Spring. And the thoughts of reception teachers turn to slugs, snails and earthworms.
The minibeasts are back.and wriggling around in some muck near you.
Planet Earth, David Attenborough's latest BBC series, might be full of stunning shots of polar bears and wildebeest, but what is really causing a buzz among teachers is a Powerpoint presentation on earthworms. The chatter on the TES website (www.tes.co.ukstaffroom) is all about the presentation devised by Fiona Davis, a reception teacher at Cavalry primary, in March, Cambridgeshire.
Mrs Davis and Jane Hall, a fellow reception teacher at Cavalry, devote an entire term's work to minibeasts, culminating in an ugly bug ball.
Each week or fortnight is based on a book or piece of text about an insect such as the Bad-tempered Ladybird in ladybird week, the Hungry Caterpillar or Incy Wincy Spider. Maths is linked in so the children count the spots on ladybirds and look for symmetry in butterfly week. They sing minibeast songs in music and go on field trips.

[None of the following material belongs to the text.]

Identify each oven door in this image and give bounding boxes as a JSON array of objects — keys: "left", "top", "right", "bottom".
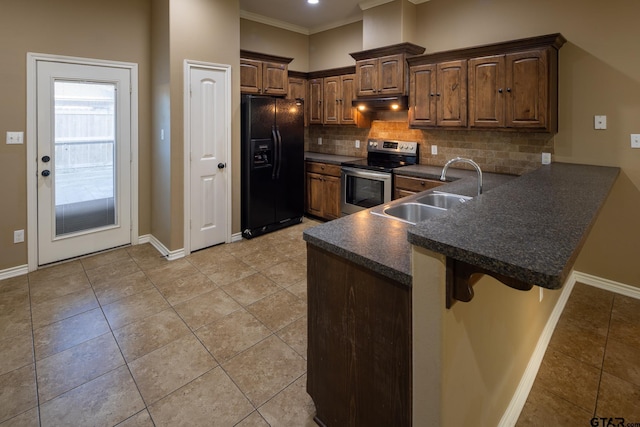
[{"left": 341, "top": 167, "right": 392, "bottom": 215}]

But Mrs Davis was forced to come up with her own presentation about worms when she could not find any books about them. And her work is now setting other teachers thinking. Elsewhere school staff are turning to the TES for advice on how to create a minibeasts washing line across the classroom.
More than 100 people have turned to the TES resource bank (www.tes.co.ukresources) to download a minibeasts washing line page. The page features pictures of a slug, woodlouse and other creatures to be cut out, which can be laminated and pegged on to a classroom washing line.
A game of minibeasts lotto, which has bingo cards combining high-frequency words such as "the" with pictures of minibeasts, has attracted the attention of more than 90 people.
For some teachers though the topic is more challenging: "I'd love the worms Powerpoint presentation," said one. "Mind you I might have to get my nursery nurse to show it to the children because I don't like worms!"